Aanscherping aanvalsplan
Schouten heeft de Stichting van de Arbeid gevraagd om een aanscherping van het aanvalsplan. In de aanscherping die zij recent hebben toegestuurd, ziet de minister concrete maatregelen die in grote mate in overeenstemming zijn met de door Tweede Kamer gestelde vragen.
Reductie werknemers dat geen pensioen opbouwt
De Stichting neemt in het aangescherpte aanvalsplan een concreet doel op voor de reductie van het aantal werknemers dat geen pensioen opbouwt. Het gaat om een reductie van ruim 450.000 werknemers binnen 5 jaar.

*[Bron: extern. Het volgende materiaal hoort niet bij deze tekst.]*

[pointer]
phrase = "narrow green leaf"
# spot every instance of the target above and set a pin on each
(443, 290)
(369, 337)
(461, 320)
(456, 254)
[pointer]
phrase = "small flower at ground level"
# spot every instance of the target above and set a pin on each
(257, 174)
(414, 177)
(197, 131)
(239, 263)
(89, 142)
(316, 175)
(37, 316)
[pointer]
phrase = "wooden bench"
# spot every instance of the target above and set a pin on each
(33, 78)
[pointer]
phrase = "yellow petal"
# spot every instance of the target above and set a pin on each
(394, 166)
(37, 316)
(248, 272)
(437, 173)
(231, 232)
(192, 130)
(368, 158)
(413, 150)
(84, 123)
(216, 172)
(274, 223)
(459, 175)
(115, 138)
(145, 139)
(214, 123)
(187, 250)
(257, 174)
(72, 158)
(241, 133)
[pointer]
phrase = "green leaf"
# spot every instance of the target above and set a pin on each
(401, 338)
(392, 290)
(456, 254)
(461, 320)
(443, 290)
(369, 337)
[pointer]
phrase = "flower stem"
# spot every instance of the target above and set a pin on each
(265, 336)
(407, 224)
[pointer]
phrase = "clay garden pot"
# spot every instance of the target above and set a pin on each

Samen met sociale partners committeert de minister zich hieraan.
Informatie over afwezigheid pensioenregeling
Om werknemers die geen pensioenregeling hebben hierop te attenderen, stelt de Stichting van de Arbeid voor dat deze werknemers zonder pensioenopbouw hier wettelijk verplicht periodiek op worden gewezen door de werkgever via een duidelijke melding hiervan op de loonstrook en op de jaaropgave.
Daarnaast vindt de Stichting van de Arbeid het wenselijk dit voor deze werknemers automatisch en duidelijk zichtbaar te maken na het inloggen op mijnpensioenoverzicht.nl.
De bewindsvrouw neemt dit advies over en zal beide maatregelen opnemen en wettelijk verankeren in het wetsvoorstel Wet toekomst pensioenen.
Wachttijd vervangen door drempelperiode
De Stichting van de Arbeid beschrijft de voor- en nadelen voor het vervangen van de wachttijd in de uitzendsector met een drempelperiode.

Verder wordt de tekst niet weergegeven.